Even if they could not, or would not, offer their services more cheaply than dentists, their presence in the market would generate increased competition. This competition would theoretically drive more dentists to accept PPOs and Medicare. It may very well also drive dentists into undeserved areas.
You do realize that the main reason why there currently is, and has been such a low participation rate amongst dentsts with Medicaid and PPO's is that what they're reimbursing you under most circumstances doesn't cover your overhead for that procedure. And as a result, there's only so many patients that you can take that have those types of insurance plans and still be able to cover your operating expenses(often at the increased expense to those who have "regular insurance" and/or are self pay with more financial resources - and the "fairness" of that is an entirely different issue) and pay yourself. The bottomline is that it is economics DOES come into play with this issue, and reguardless of who is rendering the care, there is a certain minimum amount that you have to generate to enable you to sustain the operations of your business. The fees that most PPO's and medicaid plans currently reimburse at leave little/no room for reducing the reimbursement rates any more and still actually be able to provide care. And if you can't stay in business to provide care are you actually increasing access to care or are you decreasing it and/or making it less cost efficient to deliver care??
This is also the reason why you see many cases of medicaid fraud. If the insurance company is going to "squeeze" the provider by cutting back fees so much that the provider can't cover their expenses, then the provider may be more likely to try and bill for more procedures in an effort to generate more income to allow them to operate at a profitable level. Some folks, if they choose to practice that way may try and push the boundries further and further too see how much they "can get away with". This can be exacerbated by the simple fact that the billing software that many a state medicaid system uses is often quite antiquated and may not even pick up on the fact that tooth #20 had an MO restoration in January and then a DO in October of the same year (under most situations it's 1 filling per tooth every 1-2 years minimum or else if a 2nd filling is done within that time frame, that mentioned DO would only be reimbursed to the provider at the difference between what an initial MOD rembursement rate would have been and the already paid MO)
Regardless, because the government and insurance providers (and I would assume corporate dental chains) seem to be on the same page of this issue, it is likely that we will see mid-levels in the future. So, I feel it makes more sense that we try to shape this emerging professional into something that will be safe, effective, and industry friendly.
Nope, all that the chains will look at it as is a chance to hire a midlevel, at a rate lower than a dentist, that is of course until the midlevel realizes that the rate that they're getting paid may not be enough to cover their educational loans and living expenses.
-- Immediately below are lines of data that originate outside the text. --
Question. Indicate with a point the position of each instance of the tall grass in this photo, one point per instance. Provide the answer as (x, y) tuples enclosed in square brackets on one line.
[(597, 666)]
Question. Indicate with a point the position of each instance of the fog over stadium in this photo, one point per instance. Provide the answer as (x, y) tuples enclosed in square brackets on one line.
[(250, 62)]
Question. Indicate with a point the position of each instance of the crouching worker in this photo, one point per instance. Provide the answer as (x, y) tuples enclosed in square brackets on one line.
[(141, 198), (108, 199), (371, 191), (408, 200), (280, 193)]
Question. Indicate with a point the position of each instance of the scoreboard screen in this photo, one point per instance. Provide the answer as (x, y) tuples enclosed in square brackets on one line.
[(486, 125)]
Also, you need to add in "cost effective" to your desired outcomes for a midlevel provider. Since the reality is that the government, who will more than likely be footing the bill for the majority of patients that a midlevel would be treating, only has a finite pool of resources, and if some of that pool is needed to offset the operational losses that a midlevel may very well incur, then that's less money available to actually render care, and again, how would that increase access??
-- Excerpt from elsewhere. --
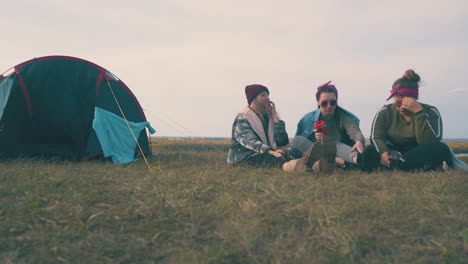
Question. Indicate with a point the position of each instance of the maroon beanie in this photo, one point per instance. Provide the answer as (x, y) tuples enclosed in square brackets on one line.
[(251, 91)]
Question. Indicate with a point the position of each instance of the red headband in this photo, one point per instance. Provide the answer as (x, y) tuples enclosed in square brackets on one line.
[(326, 85), (413, 92)]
I personally like to see pilot programs that seek to examine the potential for advanced hygienists rather than autonomous dental therapists, because I feel the patient could benefit from direct, rather than indirect, supervision by the doctor. It seems to me that this could still have the intended effect of increasing competition and forcing dentists to provide for less profitable populations, without sacrificing quality of care by eliminating the benefit of medically-oriented training from treatment planning.
There is nothing preventing any dentist currently from providing care to "less profitable populations", except the simple basic concept of how a business operates. If you bring in more money than you pay out in expenses, chances are you'll stay open. But if your not bringing in enough to meet your expenses, its not like the electric company, or the amalgam manufacturer, or the dental chair manufacturer, or the handpiece manufacturer, or even the cotton roll manufacturer, or heck, even the property tax assessor in the town you practice in, will lower the amount that you owe them, just simply because you're treating someone from a "less profitable population". That's real life. And as much as most everyone loves a story with a fairytale ending, there are times when the simple truth is that facts win out over fiction in the end.